You are viewing a plain text version of this content. The canonical link for it is here.
Posted to common-user@hadoop.apache.org by Meghana <me...@germinait.com> on 2011/07/28 10:08:17 UTC

Reader/Writer problem in HDFS

Hi,

We have a job where the map tasks are given the path to an output folder.
Each map task writes a single file to that folder. There is no reduce phase.
There is another thread, which constantly looks for new files in the output
folder. If found, it persists the contents to index, and deletes the file.

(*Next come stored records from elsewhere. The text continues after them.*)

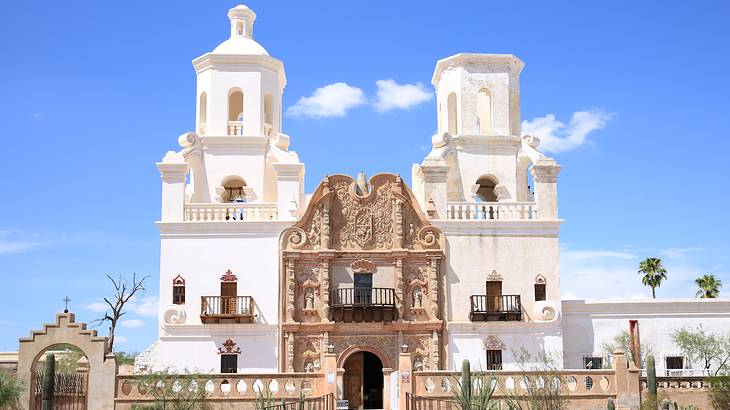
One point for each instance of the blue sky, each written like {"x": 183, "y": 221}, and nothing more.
{"x": 95, "y": 93}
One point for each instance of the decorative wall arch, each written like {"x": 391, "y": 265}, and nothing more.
{"x": 65, "y": 330}
{"x": 361, "y": 348}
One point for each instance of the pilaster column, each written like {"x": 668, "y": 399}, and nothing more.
{"x": 405, "y": 379}
{"x": 433, "y": 278}
{"x": 173, "y": 171}
{"x": 324, "y": 280}
{"x": 434, "y": 188}
{"x": 290, "y": 352}
{"x": 545, "y": 175}
{"x": 289, "y": 179}
{"x": 291, "y": 281}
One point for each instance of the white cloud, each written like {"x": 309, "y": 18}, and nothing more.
{"x": 587, "y": 254}
{"x": 146, "y": 306}
{"x": 391, "y": 95}
{"x": 14, "y": 241}
{"x": 98, "y": 307}
{"x": 556, "y": 137}
{"x": 332, "y": 100}
{"x": 133, "y": 323}
{"x": 679, "y": 253}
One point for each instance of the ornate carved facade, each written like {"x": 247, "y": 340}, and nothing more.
{"x": 354, "y": 229}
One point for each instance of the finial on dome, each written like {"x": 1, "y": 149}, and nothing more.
{"x": 362, "y": 184}
{"x": 242, "y": 19}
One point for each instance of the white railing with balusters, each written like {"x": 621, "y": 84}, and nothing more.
{"x": 235, "y": 127}
{"x": 478, "y": 211}
{"x": 232, "y": 212}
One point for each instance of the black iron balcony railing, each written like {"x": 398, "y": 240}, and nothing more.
{"x": 486, "y": 308}
{"x": 363, "y": 305}
{"x": 217, "y": 309}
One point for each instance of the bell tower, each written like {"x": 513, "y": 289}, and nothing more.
{"x": 239, "y": 152}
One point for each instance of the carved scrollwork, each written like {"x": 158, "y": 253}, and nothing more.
{"x": 297, "y": 238}
{"x": 174, "y": 315}
{"x": 429, "y": 238}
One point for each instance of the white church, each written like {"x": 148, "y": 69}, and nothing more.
{"x": 459, "y": 262}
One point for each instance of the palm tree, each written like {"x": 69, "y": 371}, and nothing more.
{"x": 709, "y": 286}
{"x": 654, "y": 274}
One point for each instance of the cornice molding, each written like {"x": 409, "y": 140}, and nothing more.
{"x": 549, "y": 228}
{"x": 223, "y": 229}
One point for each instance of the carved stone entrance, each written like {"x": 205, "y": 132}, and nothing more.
{"x": 363, "y": 381}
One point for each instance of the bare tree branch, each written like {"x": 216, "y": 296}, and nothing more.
{"x": 122, "y": 295}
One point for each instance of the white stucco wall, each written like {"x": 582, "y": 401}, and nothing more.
{"x": 587, "y": 325}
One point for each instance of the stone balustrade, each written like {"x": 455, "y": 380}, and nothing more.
{"x": 575, "y": 383}
{"x": 485, "y": 211}
{"x": 235, "y": 127}
{"x": 133, "y": 389}
{"x": 231, "y": 212}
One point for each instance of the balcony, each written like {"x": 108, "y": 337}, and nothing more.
{"x": 485, "y": 211}
{"x": 363, "y": 305}
{"x": 495, "y": 308}
{"x": 226, "y": 309}
{"x": 231, "y": 212}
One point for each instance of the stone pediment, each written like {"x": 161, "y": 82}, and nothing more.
{"x": 343, "y": 216}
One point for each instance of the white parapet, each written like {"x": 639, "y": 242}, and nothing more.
{"x": 232, "y": 212}
{"x": 481, "y": 211}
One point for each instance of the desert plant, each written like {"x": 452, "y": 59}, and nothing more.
{"x": 474, "y": 390}
{"x": 702, "y": 347}
{"x": 708, "y": 286}
{"x": 719, "y": 387}
{"x": 264, "y": 398}
{"x": 622, "y": 341}
{"x": 10, "y": 390}
{"x": 49, "y": 380}
{"x": 175, "y": 391}
{"x": 542, "y": 380}
{"x": 654, "y": 274}
{"x": 651, "y": 396}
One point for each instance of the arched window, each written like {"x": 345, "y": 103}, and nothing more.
{"x": 203, "y": 114}
{"x": 540, "y": 288}
{"x": 451, "y": 114}
{"x": 485, "y": 191}
{"x": 235, "y": 112}
{"x": 178, "y": 290}
{"x": 233, "y": 190}
{"x": 484, "y": 112}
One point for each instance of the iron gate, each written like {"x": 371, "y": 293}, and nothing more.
{"x": 69, "y": 391}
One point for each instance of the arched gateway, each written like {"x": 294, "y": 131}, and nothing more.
{"x": 361, "y": 274}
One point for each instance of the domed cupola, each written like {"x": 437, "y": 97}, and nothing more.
{"x": 241, "y": 41}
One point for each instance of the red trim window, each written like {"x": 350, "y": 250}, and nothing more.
{"x": 178, "y": 290}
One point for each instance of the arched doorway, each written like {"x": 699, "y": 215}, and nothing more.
{"x": 363, "y": 381}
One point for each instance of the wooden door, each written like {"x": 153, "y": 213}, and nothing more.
{"x": 229, "y": 290}
{"x": 494, "y": 296}
{"x": 353, "y": 379}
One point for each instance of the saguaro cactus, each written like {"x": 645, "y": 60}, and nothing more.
{"x": 49, "y": 380}
{"x": 651, "y": 380}
{"x": 466, "y": 380}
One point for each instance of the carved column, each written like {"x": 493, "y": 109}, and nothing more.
{"x": 290, "y": 352}
{"x": 324, "y": 272}
{"x": 435, "y": 349}
{"x": 433, "y": 277}
{"x": 399, "y": 242}
{"x": 399, "y": 285}
{"x": 291, "y": 287}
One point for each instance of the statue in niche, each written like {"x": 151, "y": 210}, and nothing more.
{"x": 309, "y": 366}
{"x": 418, "y": 363}
{"x": 417, "y": 296}
{"x": 309, "y": 299}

We use this code in the map task:
try {
    OutputStream oStream = fileSystem.create(path);
    IOUtils.write("xyz", oStream);
} finally {
    IOUtils.closeQuietly(oStream);
}

The problem: Some times the reader thread sees & tries to read a file which
is not yet fully written to HDFS (or the checksum is not written yet, etc),
and throws an error. Is it possible to write an HDFS file in such a way that
it won't be visible until it is fully written?

We use Hadoop 0.20.203.

Thanks,

Meghana

RE: Reader/Writer problem in HDFS

Posted by Laxman <la...@huawei.com>.
No such API as per my knowledge.
copyFromLocal is such API. That may not fit in your scenario I guess.

--Laxman

-----Original Message-----
From: Meghana [mailto:meghana.marathe@germinait.com] 
Sent: Thursday, July 28, 2011 4:32 PM
To: hdfs-user@hadoop.apache.org; lakshman_ch@huawei.com
Cc: common-user@hadoop.apache.org
Subject: Re: Reader/Writer problem in HDFS

Thanks Laxman! That would definitely help things. :)

Is there a better FileSystem/other method call to create a file in one go
(i.e. atomic i guess?), without having to call create() and then write to
the stream?

..meghana


On 28 July 2011 16:12, Laxman <la...@huawei.com> wrote:

> One approach can be use some ".tmp" extension while writing. Once the
write
> is completed rename back to original file name. Also, reducer has to
filter
> out ".tmp" files.
>
> This will ensure reducer will not pickup the partial files.
>
> We do have the similar scenario where the a/m approach resolved the issue.
>
> -----Original Message-----
> From: Meghana [mailto:meghana.marathe@germinait.com]
> Sent: Thursday, July 28, 2011 1:38 PM
> To: common-user; hdfs-user@hadoop.apache.org
> Subject: Reader/Writer problem in HDFS
>
> Hi,
>
> We have a job where the map tasks are given the path to an output folder.
> Each map task writes a single file to that folder. There is no reduce
> phase.
> There is another thread, which constantly looks for new files in the
output
> folder. If found, it persists the contents to index, and deletes the file.
>
> We use this code in the map task:
> try {
>    OutputStream oStream = fileSystem.create(path);
>    IOUtils.write("xyz", oStream);
> } finally {
>    IOUtils.closeQuietly(oStream);
> }
>
> The problem: Some times the reader thread sees & tries to read a file
which
> is not yet fully written to HDFS (or the checksum is not written yet,
etc),
> and throws an error. Is it possible to write an HDFS file in such a way
> that
> it won't be visible until it is fully written?
>
> We use Hadoop 0.20.203.
>
> Thanks,
>
> Meghana
>
>


RE: Reader/Writer problem in HDFS

Posted by Laxman <la...@huawei.com>.
No such API as per my knowledge.
copyFromLocal is such API. That may not fit in your scenario I guess.

--Laxman

-----Original Message-----
From: Meghana [mailto:meghana.marathe@germinait.com] 
Sent: Thursday, July 28, 2011 4:32 PM
To: hdfs-user@hadoop.apache.org; lakshman_ch@huawei.com
Cc: common-user@hadoop.apache.org
Subject: Re: Reader/Writer problem in HDFS

Thanks Laxman! That would definitely help things. :)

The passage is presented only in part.